Oil output - No changes in OPEC output despite Bush appeal
Oil output - No changes in OPEC output despite Bush appeal

OPEC left unchanged its oil production ceiling today, snubbing US demands for an increase as the cartel focuses on supporting prices which have fallen 10%  since the start of the year.

'We all agreed to keep things as they are,' Nigeria's Minister of State for Energy, Odein Ajumogobia, said after the conclusion of OPEC's meeting in Vienna.

Saudi Arabia, the oil cartel's most influential member and the world's biggest producer of crude, said before the meeting that it saw no need to change official output of the Organisation of Petroleum Exporting Countries.

'Had there been a need to take any measures concerning supply  and demand, we would have taken them. But the current situation shows that the market fundamentals are sound,' Saudi Arabian Oil  Minister Ali al-Nuaimi told the pan-Arab daily Al-Hayat in an interview published today.

OPEC, which pumps 40% of world oil, decided to keep official daily output at 29.67 million oil barrels. The freeze is a snub to the US after President  George W Bush recently urged OPEC to increase output to help bring down high oil prices that stunt economic growth and fuel inflation.
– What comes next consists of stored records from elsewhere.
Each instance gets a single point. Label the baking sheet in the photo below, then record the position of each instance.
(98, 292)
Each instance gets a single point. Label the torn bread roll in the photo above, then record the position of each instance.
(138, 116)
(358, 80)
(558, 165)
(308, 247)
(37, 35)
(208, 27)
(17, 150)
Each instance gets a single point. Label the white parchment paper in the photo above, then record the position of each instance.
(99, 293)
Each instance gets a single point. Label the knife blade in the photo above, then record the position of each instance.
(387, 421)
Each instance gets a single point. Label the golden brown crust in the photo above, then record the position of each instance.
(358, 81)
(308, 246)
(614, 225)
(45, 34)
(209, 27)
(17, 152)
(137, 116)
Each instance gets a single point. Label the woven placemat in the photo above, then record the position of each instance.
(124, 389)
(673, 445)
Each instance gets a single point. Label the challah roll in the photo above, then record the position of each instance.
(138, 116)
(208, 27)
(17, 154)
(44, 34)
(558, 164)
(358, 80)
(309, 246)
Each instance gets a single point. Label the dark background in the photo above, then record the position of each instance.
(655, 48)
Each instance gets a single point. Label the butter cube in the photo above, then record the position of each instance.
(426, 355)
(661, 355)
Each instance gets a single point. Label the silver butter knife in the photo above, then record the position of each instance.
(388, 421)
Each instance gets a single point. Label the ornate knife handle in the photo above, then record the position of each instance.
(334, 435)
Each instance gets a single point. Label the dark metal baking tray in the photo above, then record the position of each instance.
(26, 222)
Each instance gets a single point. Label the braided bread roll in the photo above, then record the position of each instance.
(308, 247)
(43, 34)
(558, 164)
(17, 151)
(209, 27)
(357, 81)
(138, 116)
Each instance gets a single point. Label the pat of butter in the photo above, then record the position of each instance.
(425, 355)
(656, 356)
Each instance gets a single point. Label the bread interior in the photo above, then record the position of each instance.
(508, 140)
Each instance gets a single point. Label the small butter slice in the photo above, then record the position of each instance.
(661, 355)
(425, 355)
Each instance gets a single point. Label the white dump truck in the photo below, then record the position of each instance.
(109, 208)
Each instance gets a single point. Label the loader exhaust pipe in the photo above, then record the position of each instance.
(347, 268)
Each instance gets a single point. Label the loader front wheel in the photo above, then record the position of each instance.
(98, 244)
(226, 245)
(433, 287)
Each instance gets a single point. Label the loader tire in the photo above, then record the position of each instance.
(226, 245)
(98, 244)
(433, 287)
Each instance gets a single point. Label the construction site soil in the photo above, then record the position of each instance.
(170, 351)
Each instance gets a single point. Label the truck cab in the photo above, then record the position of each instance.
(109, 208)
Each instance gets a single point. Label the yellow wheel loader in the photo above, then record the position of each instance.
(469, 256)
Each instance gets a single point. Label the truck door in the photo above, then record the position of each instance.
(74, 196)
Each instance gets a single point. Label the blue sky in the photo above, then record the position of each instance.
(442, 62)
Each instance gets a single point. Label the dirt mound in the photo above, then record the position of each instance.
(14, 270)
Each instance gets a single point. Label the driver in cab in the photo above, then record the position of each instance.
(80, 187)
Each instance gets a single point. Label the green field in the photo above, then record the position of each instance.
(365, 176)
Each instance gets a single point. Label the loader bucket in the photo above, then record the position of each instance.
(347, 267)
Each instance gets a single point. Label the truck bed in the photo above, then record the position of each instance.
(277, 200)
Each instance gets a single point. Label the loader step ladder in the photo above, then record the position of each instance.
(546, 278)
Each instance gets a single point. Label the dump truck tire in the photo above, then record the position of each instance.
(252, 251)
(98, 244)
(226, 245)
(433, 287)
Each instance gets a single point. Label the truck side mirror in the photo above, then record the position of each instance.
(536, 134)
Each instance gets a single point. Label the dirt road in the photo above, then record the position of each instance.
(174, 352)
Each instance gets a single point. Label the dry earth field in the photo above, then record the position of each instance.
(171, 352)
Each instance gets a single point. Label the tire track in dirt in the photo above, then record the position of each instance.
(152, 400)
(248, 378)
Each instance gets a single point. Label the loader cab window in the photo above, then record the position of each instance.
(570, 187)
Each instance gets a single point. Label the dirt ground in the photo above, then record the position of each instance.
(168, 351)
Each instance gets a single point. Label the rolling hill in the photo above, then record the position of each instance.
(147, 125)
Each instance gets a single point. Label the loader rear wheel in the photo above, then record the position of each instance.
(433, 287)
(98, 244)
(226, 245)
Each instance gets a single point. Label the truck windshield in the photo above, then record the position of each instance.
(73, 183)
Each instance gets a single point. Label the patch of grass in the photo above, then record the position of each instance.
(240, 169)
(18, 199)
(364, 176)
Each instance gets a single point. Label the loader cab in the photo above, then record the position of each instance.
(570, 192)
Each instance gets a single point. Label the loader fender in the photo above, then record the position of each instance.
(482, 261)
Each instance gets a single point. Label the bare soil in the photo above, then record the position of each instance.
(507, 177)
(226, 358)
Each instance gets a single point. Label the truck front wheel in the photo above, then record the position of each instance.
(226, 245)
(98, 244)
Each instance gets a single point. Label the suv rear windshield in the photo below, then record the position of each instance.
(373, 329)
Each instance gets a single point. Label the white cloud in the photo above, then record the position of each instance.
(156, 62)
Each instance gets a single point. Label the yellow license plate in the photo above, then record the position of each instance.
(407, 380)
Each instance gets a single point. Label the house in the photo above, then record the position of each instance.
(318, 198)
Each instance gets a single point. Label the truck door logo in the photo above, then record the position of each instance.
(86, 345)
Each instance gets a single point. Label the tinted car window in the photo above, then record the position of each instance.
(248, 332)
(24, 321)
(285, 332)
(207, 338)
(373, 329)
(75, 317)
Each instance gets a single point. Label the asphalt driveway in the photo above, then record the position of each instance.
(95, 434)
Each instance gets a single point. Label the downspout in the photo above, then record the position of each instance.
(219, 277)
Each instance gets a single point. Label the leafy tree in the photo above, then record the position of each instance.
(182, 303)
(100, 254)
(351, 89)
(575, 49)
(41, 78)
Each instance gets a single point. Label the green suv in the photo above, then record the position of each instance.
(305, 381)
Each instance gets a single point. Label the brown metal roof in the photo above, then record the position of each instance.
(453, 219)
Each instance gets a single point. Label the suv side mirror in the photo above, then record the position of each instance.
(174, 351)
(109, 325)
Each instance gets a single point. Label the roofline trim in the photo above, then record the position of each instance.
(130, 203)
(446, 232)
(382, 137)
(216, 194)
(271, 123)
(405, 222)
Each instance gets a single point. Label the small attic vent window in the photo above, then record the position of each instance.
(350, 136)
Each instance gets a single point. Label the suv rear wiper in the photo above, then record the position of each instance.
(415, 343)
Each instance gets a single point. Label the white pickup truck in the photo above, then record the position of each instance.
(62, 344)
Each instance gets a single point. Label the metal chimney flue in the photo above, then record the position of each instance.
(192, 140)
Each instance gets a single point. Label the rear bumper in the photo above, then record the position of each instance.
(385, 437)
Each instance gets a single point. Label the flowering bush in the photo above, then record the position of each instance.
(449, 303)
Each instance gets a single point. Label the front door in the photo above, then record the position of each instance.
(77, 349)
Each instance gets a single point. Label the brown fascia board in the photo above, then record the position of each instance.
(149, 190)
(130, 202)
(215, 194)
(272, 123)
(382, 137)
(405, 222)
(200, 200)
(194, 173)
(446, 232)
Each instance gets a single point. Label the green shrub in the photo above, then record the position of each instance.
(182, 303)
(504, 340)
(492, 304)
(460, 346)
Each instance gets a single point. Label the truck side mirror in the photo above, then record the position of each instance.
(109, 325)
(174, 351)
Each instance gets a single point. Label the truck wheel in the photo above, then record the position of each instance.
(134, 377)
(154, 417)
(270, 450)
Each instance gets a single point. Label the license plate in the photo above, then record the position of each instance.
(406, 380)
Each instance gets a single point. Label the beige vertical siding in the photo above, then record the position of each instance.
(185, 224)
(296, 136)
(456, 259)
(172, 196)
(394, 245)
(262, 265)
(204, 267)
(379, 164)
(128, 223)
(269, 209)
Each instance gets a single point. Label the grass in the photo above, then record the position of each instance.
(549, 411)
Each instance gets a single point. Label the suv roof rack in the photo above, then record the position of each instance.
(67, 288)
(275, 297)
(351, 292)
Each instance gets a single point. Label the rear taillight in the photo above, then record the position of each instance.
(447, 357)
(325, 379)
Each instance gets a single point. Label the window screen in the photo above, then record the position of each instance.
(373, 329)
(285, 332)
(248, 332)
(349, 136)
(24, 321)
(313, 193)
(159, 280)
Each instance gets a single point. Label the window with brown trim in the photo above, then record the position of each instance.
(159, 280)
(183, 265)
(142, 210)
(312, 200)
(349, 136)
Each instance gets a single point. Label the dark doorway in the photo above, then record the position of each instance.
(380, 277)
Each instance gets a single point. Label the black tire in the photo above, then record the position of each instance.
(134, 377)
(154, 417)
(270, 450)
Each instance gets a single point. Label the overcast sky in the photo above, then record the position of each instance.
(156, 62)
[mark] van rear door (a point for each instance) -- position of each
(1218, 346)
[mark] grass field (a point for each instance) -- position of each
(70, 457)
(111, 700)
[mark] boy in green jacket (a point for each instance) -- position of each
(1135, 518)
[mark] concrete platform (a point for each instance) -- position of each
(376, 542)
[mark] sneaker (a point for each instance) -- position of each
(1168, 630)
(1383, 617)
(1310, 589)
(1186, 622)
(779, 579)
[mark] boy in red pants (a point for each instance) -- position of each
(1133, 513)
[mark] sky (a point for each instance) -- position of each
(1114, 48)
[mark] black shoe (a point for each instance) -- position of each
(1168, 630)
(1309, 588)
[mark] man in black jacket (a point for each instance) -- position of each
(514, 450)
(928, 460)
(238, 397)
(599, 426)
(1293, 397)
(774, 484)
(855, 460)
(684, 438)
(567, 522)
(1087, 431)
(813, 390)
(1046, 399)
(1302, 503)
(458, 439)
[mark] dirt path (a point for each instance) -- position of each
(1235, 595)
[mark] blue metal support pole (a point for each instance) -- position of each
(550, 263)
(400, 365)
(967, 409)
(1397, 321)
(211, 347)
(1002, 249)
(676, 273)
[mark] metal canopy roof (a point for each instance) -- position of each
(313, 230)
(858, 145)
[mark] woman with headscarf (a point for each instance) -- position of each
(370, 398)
However, lower oil prices are not welcomed by crude producers as  their export income drops. Since striking a high above $100 a barrel at the start of the  year, the price of oil has slid owing to fears of a US recession and a global economic slowdown. But crude futures are still almost double the level of a year ago.

A US recession would dent demand for crude in the world's biggest energy market and send oil prices sliding further, OPEC fears.

New York's main oil futures contract, light sweet crude for  delivery in March, slumped $1.98 to $89.86 a barrel after OPEC's output decision. Brent crude was down $1.70 to $90.51. 

OPEC's meeting today was an EGM that was scheduled at the group's last official gathering on December 5 in Abu Dhabi.

OPEC had decided in December against increasing production, insisting that the market was well supplied and that high prices were caused by speculative activity, not a reaction to the demand and supply situation. The next OPEC meeting is due next month in Vienna.